YOLOV5 inference solution in DeepStream and TensorRT

This repo provides sample codes to deploy YOLOV5 models in DeepStream or stand-alone TensorRT sample on Nvidia devices.

DeepStream sample
TensorRT sample
Appendix

DeepStream sample

In this section, we will walk through the steps to run YOLOV5 model using DeepStream with CPU NMS.

Export the ultralytics YOLOV5 model to ONNX with TRT decode plugin

You could start from nvcr.io/nvidia/pytorch:22.03-py3 container for export.
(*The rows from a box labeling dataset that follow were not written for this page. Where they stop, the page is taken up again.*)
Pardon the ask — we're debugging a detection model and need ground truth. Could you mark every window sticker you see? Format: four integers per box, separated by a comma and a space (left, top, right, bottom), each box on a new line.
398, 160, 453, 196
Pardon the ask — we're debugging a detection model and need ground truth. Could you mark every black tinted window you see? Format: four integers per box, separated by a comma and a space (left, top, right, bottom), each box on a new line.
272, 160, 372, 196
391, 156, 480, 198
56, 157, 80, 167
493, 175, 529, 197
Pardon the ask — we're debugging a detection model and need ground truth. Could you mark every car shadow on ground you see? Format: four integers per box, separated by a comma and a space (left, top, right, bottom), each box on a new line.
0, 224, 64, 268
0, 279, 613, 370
git clone https://github.com/ultralytics/yolov5.git
# clone yolov5_trt_infer repo and copy the patch into yolov5 folder
git clone https://github.com/NVIDIA-AI-IOT/yolov5_gpu_optimization.git
cp yolov5_gpu_optimization/0001-Enable-onnx-export-with-decode-plugin.patch yolov5_gpu_optimization/requirement_export.txt yolov5/
cd yolov5
git checkout a80dd66efe0bc7fe3772f259260d5b7278aab42f
git am 0001-Enable-onnx-export-with-decode-plugin.patch
pip install -r requirement_export.txt
apt update && apt install -y libgl1-mesa-glx 
python export.py --weights yolov5s.pt --include onnx --simplify --dynamic

Prepare the library for DeepStream inference.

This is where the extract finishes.